Anger from disaffected conservatives who sat quietly through eight years of the surplus-to-deficit presidency of George W. Bush bubbled up immediately after Obama took office. All it took was the unprecedented $787 billion stimulus package, and before Obama could mark his first 100 days in office, a movement was born. Some of the already angry yet newly active were libertarian supporters of Rep. Ron Paul (R-Texas), and almost all of them were fuming over the Troubled Asset Relief Program of 2008, the bipartisan bailout of Wall Street that Sen. John McCain (R-Ariz.) voted for and that his running mate, then-Alaska Gov. Sarah Palin (R), supported.

What debuted in nationwide protests on April 15, 2009, has taken less than 18 months to become the current driving force in American politics. The Tea Party insurgency will not only cost Democrats dozens of seats in Congress, and likely their majority — it will define the coming GOP presidential nominating process, determine the direction of the GOP for years to come and threaten any remaining plans Obama has for sweeping reforms of education, energy policy or our immigration system.
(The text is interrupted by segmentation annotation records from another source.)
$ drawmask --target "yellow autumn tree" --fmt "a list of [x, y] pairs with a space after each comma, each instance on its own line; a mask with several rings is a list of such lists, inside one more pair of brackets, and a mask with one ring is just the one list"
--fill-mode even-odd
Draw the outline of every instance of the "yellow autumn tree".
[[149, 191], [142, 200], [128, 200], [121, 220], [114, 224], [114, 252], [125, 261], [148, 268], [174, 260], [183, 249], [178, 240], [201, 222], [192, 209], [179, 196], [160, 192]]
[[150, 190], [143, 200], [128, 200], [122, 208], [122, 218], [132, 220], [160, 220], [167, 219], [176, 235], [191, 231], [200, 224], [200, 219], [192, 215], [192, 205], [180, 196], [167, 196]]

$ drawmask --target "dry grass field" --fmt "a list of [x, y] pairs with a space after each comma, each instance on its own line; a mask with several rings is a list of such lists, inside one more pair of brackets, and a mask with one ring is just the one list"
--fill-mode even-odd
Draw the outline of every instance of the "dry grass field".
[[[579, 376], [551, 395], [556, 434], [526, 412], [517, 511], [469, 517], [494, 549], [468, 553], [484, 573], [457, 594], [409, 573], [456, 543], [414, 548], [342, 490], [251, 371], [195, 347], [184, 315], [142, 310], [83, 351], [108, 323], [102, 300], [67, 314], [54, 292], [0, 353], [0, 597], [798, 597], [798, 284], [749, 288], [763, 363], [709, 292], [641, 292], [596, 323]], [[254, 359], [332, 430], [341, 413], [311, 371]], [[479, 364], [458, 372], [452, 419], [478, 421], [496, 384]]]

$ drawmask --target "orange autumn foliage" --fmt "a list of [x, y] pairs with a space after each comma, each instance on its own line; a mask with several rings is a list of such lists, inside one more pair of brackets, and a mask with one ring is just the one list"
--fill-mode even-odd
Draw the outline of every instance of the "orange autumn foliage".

It will be every Democrat for himself.

6 comments:

sig94 said...

Nickie - to tell the truth, I was gonna lead off with a gigundo Lipton decafe. But how do you cram a teabag through a three quarter inch steel plated hull?

King of New York Hacks said...

They could all do the old Nestea plunge...lol xP

Doom said...

I could write 3 paragraphs. Actually, I did. Then I erased that to just say... yep. And thank God for the Tea Party, and holding on to principles.

sig94 said...

King Hacks - sure 'nuf. As long as they don't come up. Now that's refreshing ... the Constitution.

sig94 said...

Doom - Amen to that. The American people all on their own decided they had enough and they ain't gonna take it anymore. When millions upon millions reach that point all together, well, something's gonna happen. And you better not get in their way.

Anonymous said...

It is fun to watch because it's too late to avoid the iceberg. I want all of you to enjoy the ride these next few weeks.

The Tea Party and furious conservatives in general have played a large role in this, but in a lot of ways what Obama and Co. have done is kinda like gravity.

The stimulus, the Healthcare debacle, the ignoring the will of overwhelming majorities on issue after issue ... the GZ mosque ... they've lost it. Unbridled liberalism (we've been on a slow boil for a long while but the heat has just gone way up) puts the country in jeopardy. All can see it out in the open now. Obama is indeed an advertisement for hope and change, after all.